Pforzheimer Kurier, 02.11.2022

 

Kirche soll mitten ins Leben gebracht werden

Von unserem Mitarbeiter Stefan Friedrich

Kirche muss da sein, wo die Menschen sind. Das ist die Überzeugung vieler Seelsorger. Sechs von ihnen – Susanne Bräutigam, Ruth Nakatenus, Esther Philipps, Andreas Quincke, Heike Reisner-Baral und Martina Walter – haben es am Dienstag nicht bei Gedankenspielen belassen, sondern sind zu einer unangekündigten Aktion auf den Hauptfriedhof gegangen, um mit den Menschen dort ins Gespräch zu kommen. Pop Up Church nennt sich dieses Format, das sie in Hamburg kennengelernt und nach Pforzheim mitgebracht haben.

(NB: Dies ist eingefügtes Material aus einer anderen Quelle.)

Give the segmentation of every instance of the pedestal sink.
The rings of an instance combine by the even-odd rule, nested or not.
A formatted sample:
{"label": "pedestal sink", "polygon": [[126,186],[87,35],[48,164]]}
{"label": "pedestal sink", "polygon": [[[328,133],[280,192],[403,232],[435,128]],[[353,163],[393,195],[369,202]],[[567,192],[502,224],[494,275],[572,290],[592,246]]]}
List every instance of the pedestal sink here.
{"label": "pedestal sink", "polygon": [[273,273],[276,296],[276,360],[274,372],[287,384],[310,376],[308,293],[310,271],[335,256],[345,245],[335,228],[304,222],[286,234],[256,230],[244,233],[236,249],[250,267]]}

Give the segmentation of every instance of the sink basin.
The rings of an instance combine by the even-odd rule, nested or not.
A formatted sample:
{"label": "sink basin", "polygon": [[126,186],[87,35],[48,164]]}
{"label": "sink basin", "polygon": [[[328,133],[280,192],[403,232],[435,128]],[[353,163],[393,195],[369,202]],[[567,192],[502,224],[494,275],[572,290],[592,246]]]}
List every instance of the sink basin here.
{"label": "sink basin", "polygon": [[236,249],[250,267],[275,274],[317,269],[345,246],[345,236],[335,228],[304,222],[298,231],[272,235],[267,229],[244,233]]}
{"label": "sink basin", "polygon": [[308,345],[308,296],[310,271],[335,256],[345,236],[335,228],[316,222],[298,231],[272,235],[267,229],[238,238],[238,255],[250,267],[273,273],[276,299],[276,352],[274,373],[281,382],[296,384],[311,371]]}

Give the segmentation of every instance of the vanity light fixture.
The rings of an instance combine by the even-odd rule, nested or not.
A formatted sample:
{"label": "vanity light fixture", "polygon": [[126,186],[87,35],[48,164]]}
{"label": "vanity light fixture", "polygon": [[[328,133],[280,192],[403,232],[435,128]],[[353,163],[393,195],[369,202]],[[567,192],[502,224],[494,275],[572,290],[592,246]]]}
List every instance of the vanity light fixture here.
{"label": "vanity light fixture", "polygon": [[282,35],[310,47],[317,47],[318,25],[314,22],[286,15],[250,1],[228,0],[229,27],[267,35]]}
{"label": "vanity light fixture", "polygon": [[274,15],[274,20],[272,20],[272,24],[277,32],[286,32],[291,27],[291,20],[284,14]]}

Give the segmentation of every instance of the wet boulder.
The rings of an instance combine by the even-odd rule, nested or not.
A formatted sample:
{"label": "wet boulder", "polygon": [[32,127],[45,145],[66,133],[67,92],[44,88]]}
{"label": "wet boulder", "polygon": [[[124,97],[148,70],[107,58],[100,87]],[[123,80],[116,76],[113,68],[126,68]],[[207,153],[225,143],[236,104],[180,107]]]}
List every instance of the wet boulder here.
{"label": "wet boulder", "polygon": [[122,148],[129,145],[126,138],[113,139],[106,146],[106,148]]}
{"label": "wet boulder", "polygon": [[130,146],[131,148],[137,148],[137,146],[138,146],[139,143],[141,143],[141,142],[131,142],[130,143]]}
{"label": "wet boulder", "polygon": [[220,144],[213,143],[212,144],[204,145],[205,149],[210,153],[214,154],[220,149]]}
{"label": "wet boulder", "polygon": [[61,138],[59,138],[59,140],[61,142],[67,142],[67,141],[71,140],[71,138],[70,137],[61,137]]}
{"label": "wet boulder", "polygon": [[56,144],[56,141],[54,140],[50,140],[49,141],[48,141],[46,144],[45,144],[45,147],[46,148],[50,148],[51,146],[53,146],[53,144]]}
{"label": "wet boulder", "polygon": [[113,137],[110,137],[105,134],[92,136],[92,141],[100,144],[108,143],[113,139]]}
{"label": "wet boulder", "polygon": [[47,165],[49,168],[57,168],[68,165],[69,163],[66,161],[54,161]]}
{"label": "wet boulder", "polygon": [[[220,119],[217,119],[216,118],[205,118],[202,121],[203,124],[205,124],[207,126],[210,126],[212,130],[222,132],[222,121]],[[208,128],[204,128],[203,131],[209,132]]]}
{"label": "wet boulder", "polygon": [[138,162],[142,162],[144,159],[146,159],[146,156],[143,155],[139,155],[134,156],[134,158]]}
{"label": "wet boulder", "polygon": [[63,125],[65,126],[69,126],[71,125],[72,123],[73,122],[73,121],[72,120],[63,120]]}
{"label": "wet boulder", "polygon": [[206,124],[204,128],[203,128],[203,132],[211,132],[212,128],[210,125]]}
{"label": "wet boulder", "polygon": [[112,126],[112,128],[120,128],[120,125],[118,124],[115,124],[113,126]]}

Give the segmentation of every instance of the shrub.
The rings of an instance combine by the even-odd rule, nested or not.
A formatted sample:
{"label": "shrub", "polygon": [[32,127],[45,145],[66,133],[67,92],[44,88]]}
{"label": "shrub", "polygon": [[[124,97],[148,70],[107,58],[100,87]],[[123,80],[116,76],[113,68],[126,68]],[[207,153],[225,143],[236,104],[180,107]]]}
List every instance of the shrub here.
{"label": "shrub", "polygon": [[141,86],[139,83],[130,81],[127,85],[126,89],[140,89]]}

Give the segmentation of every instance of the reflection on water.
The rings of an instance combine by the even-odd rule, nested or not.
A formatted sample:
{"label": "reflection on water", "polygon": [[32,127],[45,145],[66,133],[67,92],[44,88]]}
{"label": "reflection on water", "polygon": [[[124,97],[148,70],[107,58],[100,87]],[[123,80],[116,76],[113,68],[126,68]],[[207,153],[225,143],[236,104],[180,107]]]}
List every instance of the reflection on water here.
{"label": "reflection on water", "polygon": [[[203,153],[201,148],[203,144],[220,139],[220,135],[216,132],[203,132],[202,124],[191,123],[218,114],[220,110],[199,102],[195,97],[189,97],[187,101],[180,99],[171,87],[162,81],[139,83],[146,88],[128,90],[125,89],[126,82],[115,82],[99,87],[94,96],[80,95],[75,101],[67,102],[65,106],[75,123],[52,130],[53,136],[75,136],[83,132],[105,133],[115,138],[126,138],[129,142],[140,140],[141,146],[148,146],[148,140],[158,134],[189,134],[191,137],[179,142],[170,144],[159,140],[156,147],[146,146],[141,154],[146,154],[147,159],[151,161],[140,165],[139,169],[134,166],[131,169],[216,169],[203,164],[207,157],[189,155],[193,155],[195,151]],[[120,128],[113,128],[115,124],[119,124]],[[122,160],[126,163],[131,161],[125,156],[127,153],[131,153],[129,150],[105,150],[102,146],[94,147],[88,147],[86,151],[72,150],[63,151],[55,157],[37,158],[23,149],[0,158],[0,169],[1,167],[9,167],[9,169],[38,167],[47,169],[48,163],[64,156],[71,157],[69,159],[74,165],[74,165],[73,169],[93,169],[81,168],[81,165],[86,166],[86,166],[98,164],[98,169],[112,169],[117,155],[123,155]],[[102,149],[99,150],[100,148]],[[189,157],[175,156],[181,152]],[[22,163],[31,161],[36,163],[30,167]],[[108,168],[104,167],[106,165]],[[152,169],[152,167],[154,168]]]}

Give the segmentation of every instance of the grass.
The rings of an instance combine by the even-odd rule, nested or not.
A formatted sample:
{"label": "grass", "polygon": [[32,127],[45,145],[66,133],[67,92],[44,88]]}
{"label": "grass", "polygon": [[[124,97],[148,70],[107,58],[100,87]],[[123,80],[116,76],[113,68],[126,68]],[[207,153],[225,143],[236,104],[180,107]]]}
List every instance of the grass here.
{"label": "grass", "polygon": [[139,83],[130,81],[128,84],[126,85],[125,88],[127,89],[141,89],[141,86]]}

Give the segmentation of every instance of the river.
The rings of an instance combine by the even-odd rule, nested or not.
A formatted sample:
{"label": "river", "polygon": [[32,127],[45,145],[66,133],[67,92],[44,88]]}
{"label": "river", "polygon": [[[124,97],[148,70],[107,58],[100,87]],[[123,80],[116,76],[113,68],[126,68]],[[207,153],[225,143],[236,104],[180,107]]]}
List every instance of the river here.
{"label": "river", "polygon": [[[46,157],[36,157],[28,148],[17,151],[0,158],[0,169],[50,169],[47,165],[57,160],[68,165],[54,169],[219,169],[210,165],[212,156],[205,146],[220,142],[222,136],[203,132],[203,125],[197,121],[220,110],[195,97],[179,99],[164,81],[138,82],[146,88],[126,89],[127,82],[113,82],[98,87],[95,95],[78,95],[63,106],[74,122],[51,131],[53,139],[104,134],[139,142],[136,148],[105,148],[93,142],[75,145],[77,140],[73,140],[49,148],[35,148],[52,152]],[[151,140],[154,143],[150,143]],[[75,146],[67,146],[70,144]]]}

Dass an diesem Tag etwas anders ist, das ist den vielen Besuchern schon kurz hinter dem Haupteingang aufgefallen: Die sechs Seelsorger von evangelischen Kirchengemeinden in Pforzheim warten dort bereits auf sie, alle in Talar gekleidet und alle mit einem Schild um den Hals, auf dem ihre Botschaft und ihr Anliegen steht: „Ein offenes Ohr, ich höre zu. Ich gehe mit.“ Es ist ein unerwartetes Bild für viele, allerdings kein unangenehmes. „Alle grüßen sehr freundlich und sind positiv überrascht“, zieht Klinikseelsorger Andreas Quincke nach einer knappen Stunde eine erste Bilanz. „Man rechnet natürlich nicht damit, dass wir hier sind“ – alleine schon deshalb nicht, weil Allerheiligen ja ein katholischer Feiertag ist, kein evangelischer. Trotzdem bleiben manche direkt stehen und wechseln ein paar Worte mit den Seelsorgern. „Einer hat gesagt: Finde ich gut, dass ihr sowas macht“, erzählt Quincke. Manche baten auch darum, dass sie zum Grab begleitet werden. Auch das gehörte zum Angebot der ersten Pop Up Church in Pforzheim.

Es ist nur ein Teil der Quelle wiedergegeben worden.